When Bayern Munich obliterated the all-time Bundesliga transfer record to sign Javi Martinez back in August 2012, many thought this would herald the start of a new era in Bavaria.
The club were recovering from the trauma of losing the Champions League Final at their home stadium to a much-depleted Chelsea side, but many thought their weakness lay in a blunt attack rather than a lack of midfield resources.
But Bayern keen to depart with €40m to activate the release clause of Martinez at Athletic Bilbao, where he had starred across 240 appearances and six seasons. He debuted for Jupp Heynckes’ men on his 24th birthday and went on to become a pivotal figure of a side who went on to conquer not just Germany, but all of Europe.
Martinez’s and Bayern’s defining moments of the campaign came in their 7-0 humiliation of Barcelona over the two-legged Champions League semi-final. He was lauded as expertly breaking up the play, disrupting the ‘tiki-taka’ style of football and of thwarting the efforts of compatriots Andres Iniesta and Xavi Hernandez.
He complemented Bastian Schweinsteiger perfectly, with both offering attacking threats and fluidity, alongside the ability to shield and guard the defence.
Pamplona native Martinez was an integral part of a Bayern side that shattered record after record as they breezed to a unique treble, while he continued his fine form under Pep Guardiola the following year.
However, he showed his adaptability within the side as Guardiola broke up his midfield partnership with Schweinsteiger and instead deployed Martinez at centre-back, and occasionally in a deep-lying midfield role. Guardiola’s tactic was not always a popular one, many believing that this limited Martinez’s effectiveness and changed a formation that had shown to be hugely effective. Not that Martinez’s performance levels dipped – indeed many believed him to have eclipsed Sergio Busquets in this role.
However, disaster struck at the start of the 2014-15 campaign, as the midfielder tore the ligaments in his left knee in the German Super Cup clash with Borussia Dortmund.
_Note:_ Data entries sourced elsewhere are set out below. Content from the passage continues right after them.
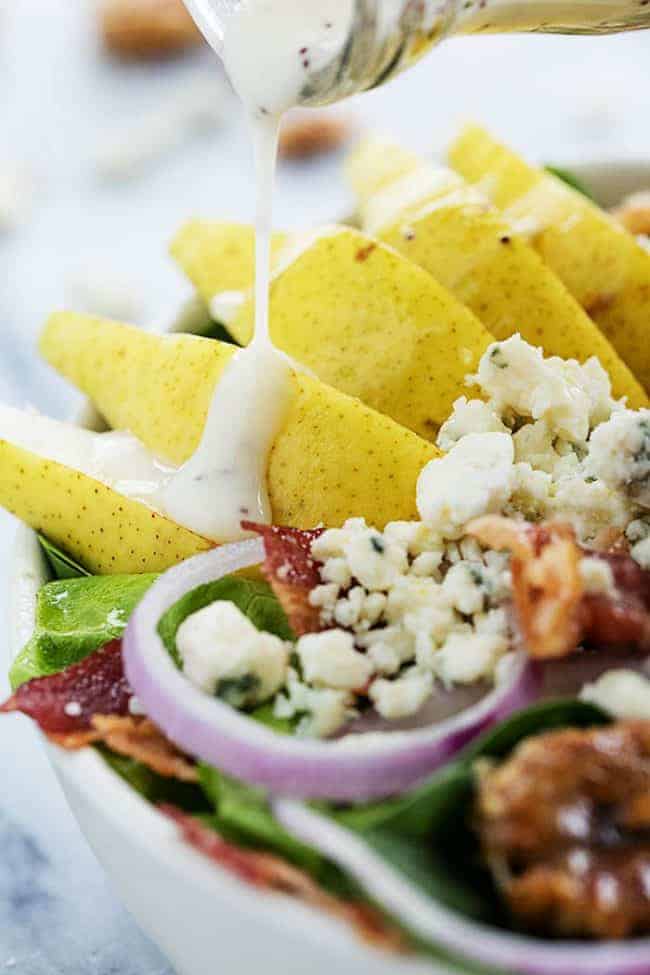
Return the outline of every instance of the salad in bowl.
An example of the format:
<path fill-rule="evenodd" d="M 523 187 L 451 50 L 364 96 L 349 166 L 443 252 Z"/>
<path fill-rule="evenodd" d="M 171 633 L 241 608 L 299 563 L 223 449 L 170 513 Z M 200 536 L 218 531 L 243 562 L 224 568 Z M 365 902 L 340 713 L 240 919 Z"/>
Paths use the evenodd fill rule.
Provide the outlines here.
<path fill-rule="evenodd" d="M 647 199 L 475 126 L 449 162 L 368 140 L 354 225 L 275 235 L 290 390 L 235 540 L 168 499 L 251 339 L 252 229 L 173 242 L 201 334 L 52 316 L 101 422 L 0 411 L 48 576 L 1 710 L 392 971 L 650 971 Z"/>

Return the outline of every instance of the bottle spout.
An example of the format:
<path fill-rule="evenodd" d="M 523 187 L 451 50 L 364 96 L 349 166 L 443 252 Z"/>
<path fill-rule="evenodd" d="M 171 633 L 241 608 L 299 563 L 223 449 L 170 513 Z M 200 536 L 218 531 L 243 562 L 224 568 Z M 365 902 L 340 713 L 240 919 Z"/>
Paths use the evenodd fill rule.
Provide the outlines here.
<path fill-rule="evenodd" d="M 236 10 L 239 0 L 183 0 L 183 3 L 210 47 L 221 55 L 224 20 Z"/>

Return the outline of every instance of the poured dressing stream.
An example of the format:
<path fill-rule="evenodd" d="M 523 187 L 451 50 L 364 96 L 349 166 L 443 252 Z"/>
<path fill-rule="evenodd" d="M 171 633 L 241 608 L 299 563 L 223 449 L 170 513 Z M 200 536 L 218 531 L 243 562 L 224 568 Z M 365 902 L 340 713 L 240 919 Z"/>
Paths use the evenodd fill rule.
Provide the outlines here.
<path fill-rule="evenodd" d="M 270 523 L 269 455 L 290 406 L 290 360 L 269 328 L 273 182 L 284 112 L 308 77 L 345 42 L 353 0 L 188 4 L 225 63 L 252 123 L 256 170 L 255 332 L 228 363 L 210 403 L 201 441 L 161 493 L 174 521 L 217 541 L 244 537 L 243 520 Z M 217 28 L 218 24 L 218 28 Z M 269 59 L 269 44 L 273 57 Z M 262 66 L 263 69 L 262 69 Z"/>
<path fill-rule="evenodd" d="M 273 177 L 279 119 L 254 123 L 257 180 L 255 332 L 237 351 L 210 403 L 201 442 L 174 474 L 162 506 L 174 521 L 218 541 L 245 536 L 243 520 L 269 523 L 266 470 L 290 403 L 291 369 L 269 331 Z"/>

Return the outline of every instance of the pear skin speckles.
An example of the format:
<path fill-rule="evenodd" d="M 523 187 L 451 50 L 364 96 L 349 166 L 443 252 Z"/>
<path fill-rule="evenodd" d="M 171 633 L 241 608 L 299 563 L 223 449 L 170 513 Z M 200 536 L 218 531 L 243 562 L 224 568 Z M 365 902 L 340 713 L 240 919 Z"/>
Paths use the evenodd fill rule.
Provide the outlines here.
<path fill-rule="evenodd" d="M 650 389 L 650 253 L 614 219 L 555 176 L 528 163 L 478 125 L 451 146 L 452 166 L 515 221 Z"/>
<path fill-rule="evenodd" d="M 205 225 L 192 243 L 190 231 L 184 235 L 183 266 L 201 287 L 205 269 L 217 263 L 214 238 L 227 250 L 229 227 L 214 224 L 212 242 Z M 241 227 L 232 233 L 236 249 Z M 252 252 L 249 259 L 251 285 Z M 203 268 L 200 276 L 197 266 Z M 207 290 L 214 293 L 222 282 L 217 270 Z M 279 348 L 323 382 L 428 439 L 493 341 L 430 274 L 349 227 L 329 228 L 283 263 L 273 276 L 270 302 L 271 334 Z M 228 325 L 242 344 L 252 336 L 253 319 L 249 296 Z"/>
<path fill-rule="evenodd" d="M 41 347 L 113 428 L 129 429 L 154 453 L 180 463 L 198 443 L 232 349 L 212 339 L 172 339 L 59 315 Z M 274 522 L 311 528 L 365 516 L 382 526 L 414 517 L 418 475 L 438 453 L 433 444 L 358 399 L 292 376 L 293 401 L 269 459 Z"/>
<path fill-rule="evenodd" d="M 146 505 L 0 440 L 0 504 L 97 575 L 162 572 L 213 543 Z"/>

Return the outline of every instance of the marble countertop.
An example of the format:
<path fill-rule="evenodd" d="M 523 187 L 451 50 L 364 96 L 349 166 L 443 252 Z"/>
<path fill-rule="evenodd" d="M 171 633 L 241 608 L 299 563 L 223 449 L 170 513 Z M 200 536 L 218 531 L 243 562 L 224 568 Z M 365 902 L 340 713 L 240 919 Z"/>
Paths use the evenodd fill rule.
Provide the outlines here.
<path fill-rule="evenodd" d="M 650 158 L 649 55 L 650 34 L 458 41 L 351 110 L 421 149 L 478 117 L 545 161 Z M 9 166 L 28 187 L 18 225 L 0 235 L 0 399 L 64 416 L 76 398 L 35 356 L 47 312 L 99 301 L 108 281 L 110 300 L 119 291 L 141 323 L 168 320 L 188 290 L 166 245 L 189 215 L 250 217 L 250 152 L 211 58 L 111 65 L 97 52 L 91 0 L 0 4 L 0 84 L 0 183 Z M 107 145 L 128 142 L 142 120 L 155 128 L 165 104 L 212 84 L 220 128 L 197 123 L 137 176 L 101 176 Z M 281 168 L 278 224 L 347 205 L 338 161 Z M 3 579 L 12 532 L 0 513 Z M 2 722 L 0 768 L 0 975 L 167 975 L 108 888 L 25 719 Z"/>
That resulted in a nine-month layoff, with only two cameo substitute performances at the season’s end.
Fitness concerns persisted over the summer months, with his first full 90 minutes in 14 months coming in October in Bayern’s 5-1 triumph over Dortmund, a fitting opponent on a personal level for Martinez.
He has since established himself once more as a regular in the side, with no further question marks over his fitness with his knee seemingly fully recovered. In fact, Martinez has seemed reinvigorated this season and hungrier than ever, seemingly desperate to make up for lost time.
Without an international appearance since his injury two years ago, he is very much an outside bet for this summer. But his quality, desire and tactical understanding have never been in question, Spain will be a weaker squad without his presence.